2) Assim, no caso, sob o ponto A, os factos delituosos tiveram lugar entre os dias 4 e 6 de Setembro do longínquo ano de 2007, há 16 anos e o recorrente foi condenado nas seguintes penas parcelares: i) - 7 anos de prisão e ii) - 7 anos de prisão por dois crimes de homicídio qualificado, na forma tentada, p. e p. pelos artigos 22.º, nº 2, al. a), 23º , nº 1, nº 2, 73º, nº 1, als. a) e b), 131º, 132º, nº 1, nº 2, als. f) e j), do CP iii) - 9 anos de prisão por um crime de roubo, p. e p. pelo artigo 210º, nº 1, nº 2, al. b), por referência ao artigo 204º, nº 2, als. a) e f), do CP, iv) - 2 anos e 6 meses de prisão; v) - 2 anos e 6 meses de prisão; vi) - 2 anos e 6 meses de prisão, por três crimes de ofensa à integridade física qualificada, p. e p. pelos artigos 143º, nº1, 132º, nº 2, al. f), e 146º, nº 1, nº 2, do CP, vii) - 1 ano de prisão por um crime de detenção de arma proibida, p. e p. pelo artigo 86º, nº1 0, al. c), do Regime Jurídico das Armas e suas Munições, e viii) - 9 meses por um crime de falsificação de documento, p. e p. pelo artigo 256º, nº 1, al. a), e nº3, do CP.

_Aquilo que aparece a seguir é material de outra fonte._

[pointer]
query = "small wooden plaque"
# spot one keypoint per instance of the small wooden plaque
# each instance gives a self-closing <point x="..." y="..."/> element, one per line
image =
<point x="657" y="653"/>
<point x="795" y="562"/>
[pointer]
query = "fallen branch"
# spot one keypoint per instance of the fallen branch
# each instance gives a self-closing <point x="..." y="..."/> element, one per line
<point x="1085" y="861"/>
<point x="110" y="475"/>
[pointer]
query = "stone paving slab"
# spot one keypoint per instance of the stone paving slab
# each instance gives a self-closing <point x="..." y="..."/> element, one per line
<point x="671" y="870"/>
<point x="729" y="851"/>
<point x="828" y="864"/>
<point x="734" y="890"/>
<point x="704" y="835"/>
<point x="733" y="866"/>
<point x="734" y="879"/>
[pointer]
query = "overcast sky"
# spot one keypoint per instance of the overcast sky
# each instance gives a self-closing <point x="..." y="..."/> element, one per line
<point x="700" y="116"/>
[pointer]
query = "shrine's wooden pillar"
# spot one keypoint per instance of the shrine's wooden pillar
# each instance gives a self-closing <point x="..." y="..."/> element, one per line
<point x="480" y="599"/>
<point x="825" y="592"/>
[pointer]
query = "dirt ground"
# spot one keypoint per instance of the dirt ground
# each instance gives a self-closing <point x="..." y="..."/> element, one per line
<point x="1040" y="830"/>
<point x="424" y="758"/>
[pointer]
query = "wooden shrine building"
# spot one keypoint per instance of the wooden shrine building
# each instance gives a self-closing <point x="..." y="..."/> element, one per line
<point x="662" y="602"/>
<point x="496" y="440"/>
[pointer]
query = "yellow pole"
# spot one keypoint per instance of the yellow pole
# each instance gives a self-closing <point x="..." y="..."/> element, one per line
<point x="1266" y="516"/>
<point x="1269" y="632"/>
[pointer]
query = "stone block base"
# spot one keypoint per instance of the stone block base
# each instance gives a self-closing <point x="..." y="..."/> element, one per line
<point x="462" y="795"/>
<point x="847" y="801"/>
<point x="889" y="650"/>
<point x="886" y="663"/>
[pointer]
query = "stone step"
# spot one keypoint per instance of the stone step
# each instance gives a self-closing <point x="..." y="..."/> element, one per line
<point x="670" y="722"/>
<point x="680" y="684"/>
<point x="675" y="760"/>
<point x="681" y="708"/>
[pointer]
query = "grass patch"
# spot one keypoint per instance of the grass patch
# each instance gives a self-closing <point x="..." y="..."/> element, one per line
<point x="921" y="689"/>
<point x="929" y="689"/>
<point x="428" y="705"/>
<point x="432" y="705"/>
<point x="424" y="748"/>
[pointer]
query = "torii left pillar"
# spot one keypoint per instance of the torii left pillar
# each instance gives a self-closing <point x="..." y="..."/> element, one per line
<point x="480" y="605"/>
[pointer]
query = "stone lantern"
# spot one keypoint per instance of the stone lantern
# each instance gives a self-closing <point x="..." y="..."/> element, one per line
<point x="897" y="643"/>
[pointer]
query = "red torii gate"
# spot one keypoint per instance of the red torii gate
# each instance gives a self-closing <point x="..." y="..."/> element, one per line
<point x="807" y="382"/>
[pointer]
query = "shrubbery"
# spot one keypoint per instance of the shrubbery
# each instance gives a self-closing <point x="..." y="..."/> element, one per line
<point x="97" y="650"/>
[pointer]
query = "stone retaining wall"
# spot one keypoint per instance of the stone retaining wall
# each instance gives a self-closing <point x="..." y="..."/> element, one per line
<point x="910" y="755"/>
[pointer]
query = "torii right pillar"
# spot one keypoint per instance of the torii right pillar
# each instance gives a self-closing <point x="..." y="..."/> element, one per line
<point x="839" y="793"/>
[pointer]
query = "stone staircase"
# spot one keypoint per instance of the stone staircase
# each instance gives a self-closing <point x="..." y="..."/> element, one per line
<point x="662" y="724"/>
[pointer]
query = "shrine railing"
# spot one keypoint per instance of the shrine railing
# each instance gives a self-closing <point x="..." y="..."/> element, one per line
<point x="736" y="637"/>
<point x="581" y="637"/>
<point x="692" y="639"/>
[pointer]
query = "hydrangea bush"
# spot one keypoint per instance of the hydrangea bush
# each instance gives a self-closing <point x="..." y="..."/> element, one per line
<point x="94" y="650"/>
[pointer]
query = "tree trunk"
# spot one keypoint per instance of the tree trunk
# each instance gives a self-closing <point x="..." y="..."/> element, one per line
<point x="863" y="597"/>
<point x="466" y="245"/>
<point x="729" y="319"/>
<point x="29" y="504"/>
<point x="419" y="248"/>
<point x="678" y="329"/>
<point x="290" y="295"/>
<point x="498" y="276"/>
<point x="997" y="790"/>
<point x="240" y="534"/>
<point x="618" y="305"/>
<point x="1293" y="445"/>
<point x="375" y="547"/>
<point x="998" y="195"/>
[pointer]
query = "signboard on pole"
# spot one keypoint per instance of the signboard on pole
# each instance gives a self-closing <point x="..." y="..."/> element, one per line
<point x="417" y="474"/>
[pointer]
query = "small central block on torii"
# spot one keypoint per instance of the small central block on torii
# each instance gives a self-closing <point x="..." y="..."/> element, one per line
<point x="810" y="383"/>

3) O ponto B do acórdão, os crimes cuja prática se mostram em concurso ocorreram em 27 de Dezembro de 2011 e as penas parcelares encontradas neste processo foram as seguintes: i) - 3 anos e 4 meses de prisão por um crime de burla qualificada p. e p. artigo 217º, 218º, nº 1 por referência à alínea a) do artigo 202º todos do Código Penal ii) - 3 anos de prisão por um crime de falsidade de documento p. e p. pelo artigo 256º, nº 1 al. a), c) e e) e 3 do Código Penal; iii) - 3 anos de prisão por um crime de falsidade de documento p. e p. pelo artigo 256º, nº 1 al. a) c) e e) e 3 do Código Penal.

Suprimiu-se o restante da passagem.